# Technical Data Extraction: Accuracy vs. Model Generation Budget
## 1. Document Overview
This image is a line graph comparing the performance (Accuracy) of different sampling algorithms—**Particle Filtering** and three variants of **Particle Gibbs**—across an increasing computational budget.
## 2. Component Isolation
### Header/Metadata
* **Language:** English
* **Primary Subject:** Algorithm performance comparison.
### Main Chart Area (Axes and Grid)
* **Y-Axis Label:** `Accuracy`
* **Y-Axis Scale:** Linear, ranging from `0.35` to `0.60` with major tick intervals of `0.05`.
* **X-Axis Label:** `Budget (# of model generations)`
* **X-Axis Scale:** Logarithmic (base 2), with markers at $2^2$, $2^3$, $2^4$, $2^5$, $2^6$, and $2^7$.
* **Grid:** Light grey dashed grid lines for both horizontal and vertical axes.
### Legend (Spatial Grounding: Bottom Right [x≈0.7, y≈0.2])
The legend identifies four distinct data series:
1. **Blue line with Circle markers (●):** `Particle Filtering`
2. **Red line with Square markers (■):** `Particle Gibbs (4 particles per group)`
3. **Purple line with Diamond markers (♦):** `Particle Gibbs (8 particles per group)`
4. **Green line with Diamond markers (♦):** `Particle Gibbs (16 particles per group)`
---
## 3. Trend Verification and Data Extraction
### Series 1: Particle Filtering (Blue, Circle)
* **Trend:** Shows a strong upward trajectory from $2^2$ to $2^5$, reaching a peak. It experiences a slight dip at $2^6$ before recovering to its peak value at $2^7$. Generally the highest performing method.
* **Data Points:**
* $2^2$: ~0.42
* $2^3$: ~0.52
* $2^4$: ~0.55
* $2^5$: ~0.60
* $2^6$: ~0.57
* $2^7$: ~0.60
### Series 2: Particle Gibbs (4 particles per group) (Red, Square)

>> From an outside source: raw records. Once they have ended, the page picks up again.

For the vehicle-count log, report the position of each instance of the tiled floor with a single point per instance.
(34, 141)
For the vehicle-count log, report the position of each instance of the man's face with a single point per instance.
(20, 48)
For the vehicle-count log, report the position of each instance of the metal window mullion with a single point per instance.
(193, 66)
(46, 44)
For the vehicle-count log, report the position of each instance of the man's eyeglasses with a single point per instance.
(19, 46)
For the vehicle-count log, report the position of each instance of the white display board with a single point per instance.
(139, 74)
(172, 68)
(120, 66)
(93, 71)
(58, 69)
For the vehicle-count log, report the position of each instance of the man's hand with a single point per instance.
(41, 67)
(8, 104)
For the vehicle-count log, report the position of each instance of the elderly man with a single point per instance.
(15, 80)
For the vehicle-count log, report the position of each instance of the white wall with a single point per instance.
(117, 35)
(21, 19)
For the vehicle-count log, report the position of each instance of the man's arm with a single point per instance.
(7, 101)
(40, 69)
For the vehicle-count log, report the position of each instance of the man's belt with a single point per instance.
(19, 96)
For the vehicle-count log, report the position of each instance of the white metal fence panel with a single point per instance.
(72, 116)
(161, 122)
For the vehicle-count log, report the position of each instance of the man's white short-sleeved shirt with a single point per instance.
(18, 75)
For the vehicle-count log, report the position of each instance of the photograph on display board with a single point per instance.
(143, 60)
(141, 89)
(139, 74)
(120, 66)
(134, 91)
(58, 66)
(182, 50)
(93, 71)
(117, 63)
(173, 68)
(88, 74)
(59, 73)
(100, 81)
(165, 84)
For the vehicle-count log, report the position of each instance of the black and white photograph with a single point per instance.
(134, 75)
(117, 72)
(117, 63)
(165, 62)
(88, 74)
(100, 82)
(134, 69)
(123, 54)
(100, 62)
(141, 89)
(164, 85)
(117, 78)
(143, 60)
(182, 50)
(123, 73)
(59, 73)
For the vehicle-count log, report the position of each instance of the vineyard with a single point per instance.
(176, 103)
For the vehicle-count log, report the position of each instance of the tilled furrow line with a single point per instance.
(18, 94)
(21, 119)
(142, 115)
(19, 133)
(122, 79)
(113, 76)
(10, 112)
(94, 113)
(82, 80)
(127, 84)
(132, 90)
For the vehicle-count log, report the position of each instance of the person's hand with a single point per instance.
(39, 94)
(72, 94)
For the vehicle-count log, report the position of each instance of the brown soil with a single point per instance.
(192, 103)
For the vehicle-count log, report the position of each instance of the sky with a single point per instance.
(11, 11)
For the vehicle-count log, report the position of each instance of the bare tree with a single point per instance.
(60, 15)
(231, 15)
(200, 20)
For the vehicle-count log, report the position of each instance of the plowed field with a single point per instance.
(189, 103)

* **Trend:** The lowest performing series. It shows a steady, slow upward trend as the budget increases, with a slight plateau between $2^3$ and $2^4$, and a small dip at the final point ($2^7$).
* **Data Points:**
* $2^2$: ~0.33
* $2^3$: ~0.39
* $2^4$: ~0.40
* $2^5$: ~0.48
* $2^6$: ~0.50
* $2^7$: ~0.48
### Series 3: Particle Gibbs (8 particles per group) (Purple, Diamond)

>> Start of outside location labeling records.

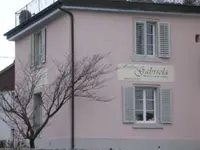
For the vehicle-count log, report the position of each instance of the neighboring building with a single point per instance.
(156, 88)
(7, 78)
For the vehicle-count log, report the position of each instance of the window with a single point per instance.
(152, 39)
(37, 114)
(145, 38)
(145, 105)
(2, 143)
(38, 48)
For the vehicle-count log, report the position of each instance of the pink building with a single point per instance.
(156, 87)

* **Trend:** Starts at $2^3$. Shows a consistent upward trend until $2^6$, followed by a slight decrease at $2^7$. It consistently performs better than the 4-particle variant but lower than the 16-particle variant.
* **Data Points:**
* $2^3$: ~0.48
* $2^4$: ~0.52
* $2^5$: ~0.52 (Plateau)
* $2^6$: ~0.54
* $2^7$: ~0.52
### Series 4: Particle Gibbs (16 particles per group) (Green, Diamond)
* **Trend:** Starts at $2^4$. It begins at a high accuracy level, remains relatively stable (slight fluctuations), peaks at $2^6$, and then declines at $2^7$.
* **Data Points:**
* $2^4$: ~0.57
* $2^5$: ~0.56
* $2^6$: ~0.58
* $2^7$: ~0.54
---
## 4. Reconstructed Data Table (Estimated Values)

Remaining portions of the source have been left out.